Metadata-Version: 2.4
Name: humlpy
Version: 0.1.0
Summary: High-dimensional Undirected Mixed graph Learning in PYthon
Project-URL: Homepage, https://github.com/konstantingoe/mixed-gm
Project-URL: Issues, https://github.com/konstantingoe/mixed-gm/issues
Project-URL: Documentation, https://konstantingoe.github.io/mixed-gm/
Author-email: Konstantin Göbler <konstantingoebler@gmail.com>
Maintainer-email: Konstantin Göbler <konstantingoebler@gmail.com>
License-Expression: MIT
License-File: LICENSE
Keywords: Gaussian copula,graphical lasso,graphical models,mixed data,statistics,undirected graphs
Classifier: Development Status :: 3 - Alpha
Classifier: Intended Audience :: Science/Research
Classifier: License :: OSI Approved :: MIT License
Classifier: Programming Language :: Python :: 3
Classifier: Programming Language :: Python :: 3.10
Classifier: Programming Language :: Python :: 3.11
Classifier: Programming Language :: Python :: 3.12
Classifier: Topic :: Scientific/Engineering :: Artificial Intelligence
Classifier: Topic :: Scientific/Engineering :: Information Analysis
Classifier: Topic :: Scientific/Engineering :: Mathematics
Requires-Python: >=3.10.0
Requires-Dist: matplotlib>=3.5.0
Requires-Dist: networkx>=2.6.0
Requires-Dist: numpy>=1.21.0
Requires-Dist: pandas>=1.3.0
Requires-Dist: scikit-learn>=1.0.0
Requires-Dist: scipy>=1.7.0
Provides-Extra: dev
Requires-Dist: mike; extra == 'dev'
Requires-Dist: mkdocs; extra == 'dev'
Requires-Dist: mkdocs-material; extra == 'dev'
Requires-Dist: mkdocstrings[python]; extra == 'dev'
Requires-Dist: mypy; extra == 'dev'
Requires-Dist: pre-commit; extra == 'dev'
Requires-Dist: pytest; extra == 'dev'
Requires-Dist: pytest-cov; extra == 'dev'
Requires-Dist: ruff; extra == 'dev'
Requires-Dist: uv; extra == 'dev'
Description-Content-Type: text/markdown

# HUMLPY: High-dimensional Undirected Mixed graph Learning in PYthon

[![Python 3.10+](https://img.shields.io/badge/python-3.10+-blue.svg)](https://www.python.org/downloads/)
[![License: MIT](https://img.shields.io/badge/License-MIT-yellow.svg)](https://opensource.org/licenses/MIT)
[![Documentation](https://img.shields.io/badge/docs-mkdocs-blue)](https://konstantingoe.github.io/mixed-gm/)
[![Code style: ruff](https://img.shields.io/badge/code%20style-ruff-000000.svg)](https://github.com/astral-sh/ruff)
[![Tests](https://img.shields.io/badge/tests-pytest-brightgreen)](https://github.com/konstantingoe/mixed-gm/actions)

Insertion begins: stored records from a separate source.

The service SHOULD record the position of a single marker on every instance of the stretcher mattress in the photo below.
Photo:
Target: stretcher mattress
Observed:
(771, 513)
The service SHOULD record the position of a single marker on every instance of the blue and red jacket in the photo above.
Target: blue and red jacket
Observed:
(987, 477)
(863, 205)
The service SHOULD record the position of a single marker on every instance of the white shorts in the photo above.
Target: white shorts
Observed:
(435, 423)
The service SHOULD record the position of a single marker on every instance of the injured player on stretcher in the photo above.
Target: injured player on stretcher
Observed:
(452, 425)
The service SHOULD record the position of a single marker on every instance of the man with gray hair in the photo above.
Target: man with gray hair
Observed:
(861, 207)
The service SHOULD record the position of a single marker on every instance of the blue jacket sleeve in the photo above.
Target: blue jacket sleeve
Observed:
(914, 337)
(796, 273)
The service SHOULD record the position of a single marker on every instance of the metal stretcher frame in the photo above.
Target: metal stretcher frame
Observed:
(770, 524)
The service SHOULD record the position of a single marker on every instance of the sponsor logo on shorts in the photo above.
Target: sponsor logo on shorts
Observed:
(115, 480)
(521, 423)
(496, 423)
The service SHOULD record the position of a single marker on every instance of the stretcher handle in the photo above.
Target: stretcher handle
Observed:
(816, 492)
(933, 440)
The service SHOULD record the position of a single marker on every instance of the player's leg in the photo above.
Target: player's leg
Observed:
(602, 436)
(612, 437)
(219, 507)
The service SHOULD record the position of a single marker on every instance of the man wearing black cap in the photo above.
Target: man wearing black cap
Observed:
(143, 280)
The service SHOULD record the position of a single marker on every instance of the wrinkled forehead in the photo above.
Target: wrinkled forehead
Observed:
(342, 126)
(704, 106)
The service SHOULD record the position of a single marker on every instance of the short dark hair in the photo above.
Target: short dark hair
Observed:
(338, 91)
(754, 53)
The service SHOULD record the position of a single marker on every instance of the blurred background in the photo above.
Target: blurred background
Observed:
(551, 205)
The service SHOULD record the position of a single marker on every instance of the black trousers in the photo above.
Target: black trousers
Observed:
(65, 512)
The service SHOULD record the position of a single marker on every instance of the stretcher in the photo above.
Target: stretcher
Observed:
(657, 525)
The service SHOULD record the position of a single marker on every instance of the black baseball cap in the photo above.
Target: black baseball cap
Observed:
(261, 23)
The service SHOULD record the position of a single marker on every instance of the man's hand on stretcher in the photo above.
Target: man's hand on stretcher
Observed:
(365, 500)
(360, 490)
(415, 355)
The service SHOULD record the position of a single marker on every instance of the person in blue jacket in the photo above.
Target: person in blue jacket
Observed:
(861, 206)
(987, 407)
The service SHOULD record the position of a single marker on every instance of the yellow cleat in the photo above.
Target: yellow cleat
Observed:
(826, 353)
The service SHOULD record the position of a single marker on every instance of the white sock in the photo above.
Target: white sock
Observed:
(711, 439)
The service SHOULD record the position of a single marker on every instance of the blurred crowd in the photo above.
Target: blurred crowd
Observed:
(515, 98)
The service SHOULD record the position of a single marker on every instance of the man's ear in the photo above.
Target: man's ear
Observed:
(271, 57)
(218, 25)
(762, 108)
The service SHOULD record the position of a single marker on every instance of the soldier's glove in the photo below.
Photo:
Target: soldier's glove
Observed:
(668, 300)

**humlpy** (**H**igh-dimensional **U**ndirected **M**ixed graph **L**earning in **PY**thon) is a Python package for learning sparse undirected graphical models from
arbitrary mixed data — any combination of continuous and ordinal variables.
It is built upon the [hume R package](https://github.com/konstantingoe/hume) and implements the methodology developed in:

> Göbler, K., Drton, M., Mukherjee, S. and Miloschewski, A. (2024).
> **High-dimensional undirected graphical models for arbitrary mixed data.**
> *Electronic Journal of Statistics*, 18(1), 2339–2404.
> <https://doi.org/10.1214/24-EJS2254>

## Table of Contents

- [Overview](#overview)
- [Installation](#installation)
- [Quick Start](#quick-start)
- [API](#api)
- [File Structure](#file-structure)
- [Testing](#testing)
- [Development](#development)
- [References](#references)
- [License](#license)

## Overview

Given a high-dimensional dataset with continuous and/or ordinal variables, **humlpy**
estimates an undirected graph by:

1. **Estimating a latent correlation matrix** using pair-type-specific, rank-based estimators:
   - *continuous – continuous*: Spearman sine-transform
     $\hat{\sigma} = 2\sin\bigl(\tfrac{\pi}{6}\hat{\rho}_S\bigr)$
   - *continuous – ordinal*: ad-hoc polyserial correlation
     (`PolyserialCorrelation`)
   - *ordinal – ordinal*: maximum-likelihood polychoric correlation
     (`PolychoricCorrelation`)

2. **Fitting the graphical lasso** over a log-spaced regularisation path.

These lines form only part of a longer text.